2014 Fiscal Year Annual Research Report
若年女性のやせすぎと脳の健康―実行機能に注目して―
Project/Area Number |
26702030
|
Research Institution | Waseda University |
Principal Investigator |
紙上 敬太 早稲田大学, スポーツ科学学術院, 講師 (20508254)
|
Project Period (FY) |
2014-04-01 – 2017-03-31
|
Keywords | 女性 / やせすぎ / 脳 / 健康 / 認知機能 / 実行機能 / 事象関連脳電位 |
Outline of Annual Research Achievements |
我が国では,健康な若年女性におけるやせすぎ者の増加という,我が国特有の現象が起きている。やせすぎは身体的,精神的に健康問題を来たし,さらには母体のやせすぎは胎児に悪影響を及ぼす。よって,このやせすぎ者の増加に歯止めをかけ,その割合を減少させる必要がある。本研究では,脳の健康という視点から若年女性のやせすぎの問題点を提示すべく,日本人若年女性のやせすぎと脳機能との関係を明らかにすることを目的としている。 本研究では,脳機能の中でも実行機能と呼ばれる高次認知機能に注目している。実行機能は「目的に応じて思考や行動を調整する能力」と幅広く定義された包括的用語である。本研究では,実行機能の核となる3つの下位機能(抑制・作業記憶・認知的柔軟性)に焦点を当て,参加者の実行機能を包括的に評価している。また,認知課題中の認知パフォーマンス(正反応率・反応時間)に加え,1/1000秒単位で認知処理過程の時間的な変化を評価できる脳波(事象関連脳電位)を計測している。このように,さまざまな認知課題,事象関連脳電位を用いることによって,実行機能を包括的に評価し,「どの実行機能にやせすぎとの関係が認められるのか」(もしくはその関係が強いのか),「どの認知処理過程にやせすぎとの関係が認められるのか」を明らかにしたいと考えている。 本研究では,20代の女子大学生を対象とし,やせすぎの若年女性と普通体重の若年女性の実行機能を比較する横断的研究デザインを用いており,平成26年度には約20名からデータを取得した。
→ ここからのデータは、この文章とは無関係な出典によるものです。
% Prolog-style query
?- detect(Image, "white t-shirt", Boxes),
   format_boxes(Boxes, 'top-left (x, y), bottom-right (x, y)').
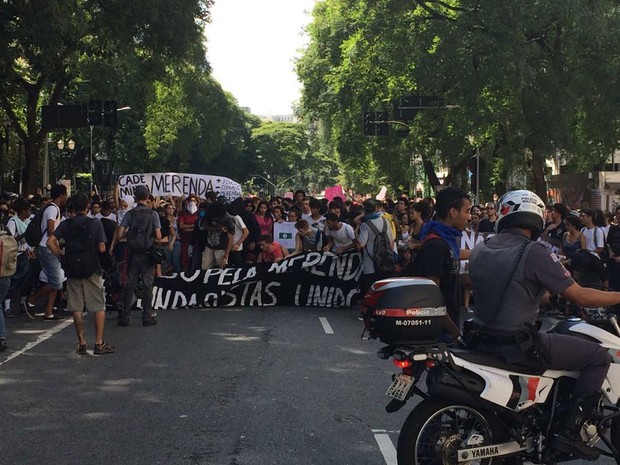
top-left (233, 215), bottom-right (247, 252)
top-left (39, 203), bottom-right (61, 247)
top-left (357, 216), bottom-right (394, 274)
top-left (325, 223), bottom-right (355, 252)
top-left (95, 212), bottom-right (116, 221)
top-left (6, 215), bottom-right (30, 253)
top-left (308, 215), bottom-right (326, 231)
top-left (581, 226), bottom-right (605, 252)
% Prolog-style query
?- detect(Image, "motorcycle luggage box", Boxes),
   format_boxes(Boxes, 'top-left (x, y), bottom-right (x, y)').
top-left (362, 278), bottom-right (447, 346)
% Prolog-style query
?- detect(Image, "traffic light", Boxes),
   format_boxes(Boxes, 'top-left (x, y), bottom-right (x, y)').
top-left (375, 111), bottom-right (388, 136)
top-left (364, 111), bottom-right (377, 136)
top-left (88, 100), bottom-right (102, 126)
top-left (103, 100), bottom-right (118, 127)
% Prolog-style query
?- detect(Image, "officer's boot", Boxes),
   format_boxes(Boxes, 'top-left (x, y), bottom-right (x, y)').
top-left (552, 392), bottom-right (600, 461)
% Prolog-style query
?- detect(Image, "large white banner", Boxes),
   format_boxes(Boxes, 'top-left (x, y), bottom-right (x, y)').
top-left (118, 173), bottom-right (241, 201)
今後も引き続き同実験を継続し,サンプル数を増やしていく予定である。
|
Current Status of Research Progress |
Current Status of Research Progress
3: Progress in research has been slightly delayed.
Reason
予備実験などの実験準備に時間を要したため,予定よりもデータ取得数が少ないのが現状である。しかし,予備実験を重ねたことにより実験デザインを確立できたので,今後は計画通りに研究を進めることができると考えている。
|
Strategy for Future Research Activity |
平成26年度に実験デザインを確立することができた。本研究目的を達成するためには,さらにサンプル数を増やす必要があるため,今後も同実験を継続していく予定である。
|
Causes of Carryover |
当初の予定よりもデータ取得数が少なくなったため。
|
Expenditure Plan for Carryover Budget |
サンプル数を増やしていく必要がある。よって,実験参加者への謝金,実験に必要な消耗品に使用する予定である。